Treatment began after induction had been started but before contractions began. Needles used were Seirin 0.20x30mm and 0.30x50mm. Needles were inserted to a depth of 15-20mm and de qi was obtained. Needles were retained for 30–60 minutes while the participants mobility was restricted. The following points were needled bilaterally, L.I.-4, Sp-6, BL60, BL67. Points were stimulated intermittently for 30 minutes following insertion. Treatment in the electro group used the same points, which were stimulated for 30 minutes.

Sham Control
Sham manual acupuncture used non-acupoints adjacent to treatment points. Needles were inserted only to a depth of 1-1.5mm, they were not stimulated, and no sensation of de qi was achieved. Sham-electro treatment involved the same location and insertion as the manual sham treatment, but the needles were connected to the electro stimulator, but no current was applied.

Dropouts and Violations
There were two violations during the study. One participant randomised to the control group received manual acupuncture. Another participant was randomised to the elecro-acupuncture group but withdrew from the study.

Overall Quality and Level of Evidence
The study was described as double-blind, and neither the participants, the attending midwives, nor any of the study authors were aware of the allocations of participants to groups. The acupuncturist performing the treatment was, necessarily, aware of the allocation. The implication is that this, despite every other precaution being taken, is not a full double-blind study. The Quality of the study and the level of evidence is still high, and rates 4 on the Jadad scale.


Outcome Measurements and Results
The primary outcome variable was the rate of intrapartum epidural anaesthesia requirement. Demographic details, labour management, duration and outcome, especially analgesia requirement, delivery method, including the indication for caesarean section, and neonatal outcome assessed by Apgar scores and cord blood-gas values were recorded for all subjects.

This study did not find that either acupuncture or electro-acupuncture reduced the need for epidural anaesthesia. While there was non-significant tendency toward lower analgesic requirement and caesarian section rate for the acupuncture group, the authors point out that the study was not sufficiently powered to identify these differences. No detrimental side effects were identified, and no follow-up questionnaire or survey was conducted.

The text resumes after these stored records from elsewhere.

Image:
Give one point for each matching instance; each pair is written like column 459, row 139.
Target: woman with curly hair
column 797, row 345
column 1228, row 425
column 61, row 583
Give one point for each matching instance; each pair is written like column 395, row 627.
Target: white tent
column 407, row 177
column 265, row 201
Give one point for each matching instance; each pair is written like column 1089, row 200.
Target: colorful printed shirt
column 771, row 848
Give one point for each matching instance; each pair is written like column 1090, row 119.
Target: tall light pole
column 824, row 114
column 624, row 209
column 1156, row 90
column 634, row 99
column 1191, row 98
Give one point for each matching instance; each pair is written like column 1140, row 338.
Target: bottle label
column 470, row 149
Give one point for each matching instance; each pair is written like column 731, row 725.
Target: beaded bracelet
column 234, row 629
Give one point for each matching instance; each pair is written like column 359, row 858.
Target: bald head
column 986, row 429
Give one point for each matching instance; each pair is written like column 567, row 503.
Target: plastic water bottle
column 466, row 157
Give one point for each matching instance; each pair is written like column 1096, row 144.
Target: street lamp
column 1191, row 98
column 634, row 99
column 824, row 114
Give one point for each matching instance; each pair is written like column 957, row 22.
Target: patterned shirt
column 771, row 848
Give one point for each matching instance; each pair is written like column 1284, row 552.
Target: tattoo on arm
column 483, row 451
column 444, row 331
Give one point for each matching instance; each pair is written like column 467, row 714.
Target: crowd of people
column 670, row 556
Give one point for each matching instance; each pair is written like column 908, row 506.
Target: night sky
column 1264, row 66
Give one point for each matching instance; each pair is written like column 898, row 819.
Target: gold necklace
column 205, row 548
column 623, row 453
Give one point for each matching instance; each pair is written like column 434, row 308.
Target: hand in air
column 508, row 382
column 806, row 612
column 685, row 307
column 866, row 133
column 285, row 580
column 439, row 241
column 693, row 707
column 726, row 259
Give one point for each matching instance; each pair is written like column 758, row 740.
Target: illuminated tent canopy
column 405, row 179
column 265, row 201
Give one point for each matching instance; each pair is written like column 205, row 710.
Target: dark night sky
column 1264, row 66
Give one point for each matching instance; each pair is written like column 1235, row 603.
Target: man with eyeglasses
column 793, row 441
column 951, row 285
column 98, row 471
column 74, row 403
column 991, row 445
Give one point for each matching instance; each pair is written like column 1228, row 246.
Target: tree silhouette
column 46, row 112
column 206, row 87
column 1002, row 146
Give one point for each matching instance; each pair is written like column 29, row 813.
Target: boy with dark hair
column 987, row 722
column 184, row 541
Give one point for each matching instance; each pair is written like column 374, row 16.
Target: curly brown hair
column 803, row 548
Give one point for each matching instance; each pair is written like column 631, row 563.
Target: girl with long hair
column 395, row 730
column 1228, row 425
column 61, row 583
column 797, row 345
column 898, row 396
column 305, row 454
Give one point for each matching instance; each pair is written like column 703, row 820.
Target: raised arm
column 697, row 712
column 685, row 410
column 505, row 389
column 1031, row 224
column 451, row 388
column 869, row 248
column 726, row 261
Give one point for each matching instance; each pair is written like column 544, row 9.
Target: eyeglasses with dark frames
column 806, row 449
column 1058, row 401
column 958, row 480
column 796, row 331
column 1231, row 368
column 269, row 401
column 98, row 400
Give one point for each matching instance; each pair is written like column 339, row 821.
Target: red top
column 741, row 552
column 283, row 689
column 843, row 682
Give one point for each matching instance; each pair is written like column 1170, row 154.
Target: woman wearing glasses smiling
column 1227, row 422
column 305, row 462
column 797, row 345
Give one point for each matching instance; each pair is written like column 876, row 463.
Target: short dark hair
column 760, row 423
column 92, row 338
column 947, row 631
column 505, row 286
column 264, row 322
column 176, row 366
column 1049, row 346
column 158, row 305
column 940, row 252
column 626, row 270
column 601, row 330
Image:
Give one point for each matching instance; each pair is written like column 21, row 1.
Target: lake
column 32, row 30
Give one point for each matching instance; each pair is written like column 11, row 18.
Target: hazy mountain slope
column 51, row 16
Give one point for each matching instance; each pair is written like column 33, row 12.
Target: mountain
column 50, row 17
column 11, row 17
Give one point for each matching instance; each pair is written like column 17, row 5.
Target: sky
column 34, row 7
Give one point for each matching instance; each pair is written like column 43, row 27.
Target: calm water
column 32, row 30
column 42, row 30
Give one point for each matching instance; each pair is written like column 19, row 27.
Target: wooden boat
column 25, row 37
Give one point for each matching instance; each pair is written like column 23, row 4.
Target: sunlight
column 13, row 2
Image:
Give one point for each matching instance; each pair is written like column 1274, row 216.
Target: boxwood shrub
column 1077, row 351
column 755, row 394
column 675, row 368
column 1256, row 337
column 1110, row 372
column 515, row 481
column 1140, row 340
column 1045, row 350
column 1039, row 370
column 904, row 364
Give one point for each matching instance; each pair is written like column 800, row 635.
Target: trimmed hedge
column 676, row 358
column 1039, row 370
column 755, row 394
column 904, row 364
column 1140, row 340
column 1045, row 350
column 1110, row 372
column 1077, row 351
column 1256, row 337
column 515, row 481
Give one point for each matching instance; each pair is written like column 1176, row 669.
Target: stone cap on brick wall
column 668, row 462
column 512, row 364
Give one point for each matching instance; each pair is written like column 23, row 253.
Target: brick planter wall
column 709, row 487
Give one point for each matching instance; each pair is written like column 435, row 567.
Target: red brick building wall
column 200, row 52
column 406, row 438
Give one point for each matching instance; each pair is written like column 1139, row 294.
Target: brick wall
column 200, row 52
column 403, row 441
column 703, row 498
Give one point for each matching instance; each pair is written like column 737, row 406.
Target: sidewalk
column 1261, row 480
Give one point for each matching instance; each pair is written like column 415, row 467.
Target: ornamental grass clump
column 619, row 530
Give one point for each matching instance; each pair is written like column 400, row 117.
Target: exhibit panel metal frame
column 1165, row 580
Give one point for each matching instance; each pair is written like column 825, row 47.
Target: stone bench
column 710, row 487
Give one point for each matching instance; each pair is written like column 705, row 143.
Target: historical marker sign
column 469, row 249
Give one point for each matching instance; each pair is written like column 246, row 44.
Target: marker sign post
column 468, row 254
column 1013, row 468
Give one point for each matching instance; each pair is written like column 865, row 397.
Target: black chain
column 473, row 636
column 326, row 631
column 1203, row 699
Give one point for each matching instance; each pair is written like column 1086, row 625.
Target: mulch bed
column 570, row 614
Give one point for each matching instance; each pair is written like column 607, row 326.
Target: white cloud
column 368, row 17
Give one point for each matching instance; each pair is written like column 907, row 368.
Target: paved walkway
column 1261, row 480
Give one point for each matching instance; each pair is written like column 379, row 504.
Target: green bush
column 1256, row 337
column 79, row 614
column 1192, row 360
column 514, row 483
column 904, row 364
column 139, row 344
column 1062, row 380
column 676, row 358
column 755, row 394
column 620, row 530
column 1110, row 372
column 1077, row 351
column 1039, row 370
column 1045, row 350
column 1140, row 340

Validity of Conclusions and Major Criticisms
Given the outcomes measured the authors conclusio that acupuncture does not reduce the need for epidural anaesthesia is valid. However, induced, and augmented labours are typically more painful than spontaneous labours, and this might change the outcome, specifically related to the use of EDA compared to studies of women undergoing spontaneous labour.
  • The points used were not based on a diagnosis of the participant.
  • Although they had enough participants as determined by their power calculation, the sample size was very small.
  • Drawing the conclusion that acupuncture does not reduce the need for EDA, in a study group of patients, who had all had their labours induced does not seem reasonable. Especially, given the fact that induction and augmentation of labour, due to the intensity of the contractions they cause, lead to a higher chance that an EDA will be used.
  • In this case, a frequency of EDA similar to that of naturally labouring woman, should be considered a successful outcome.
Conclusion
From the studies compiled and presented for this report, it seems clear that acupuncture as an adjunctive treatment to reduce pain and increase relaxation deserves more research. Although MacKenzie et al. concluded that acupuncture did not reduce the use of epidural anaesthesia, it was the only study measuring that particular outcome that had this result. This could be due to the fact that the study was conducted only on women who had their labour artificially induced. All studies conducted on women who went into spontaneous labour have so far had statistically significant reduction in the used of EDA's, and most have shown a subjective reduction in pain. It is my opinion that further research, utilising well designed double-blind placebo controlled RCT's is warranted.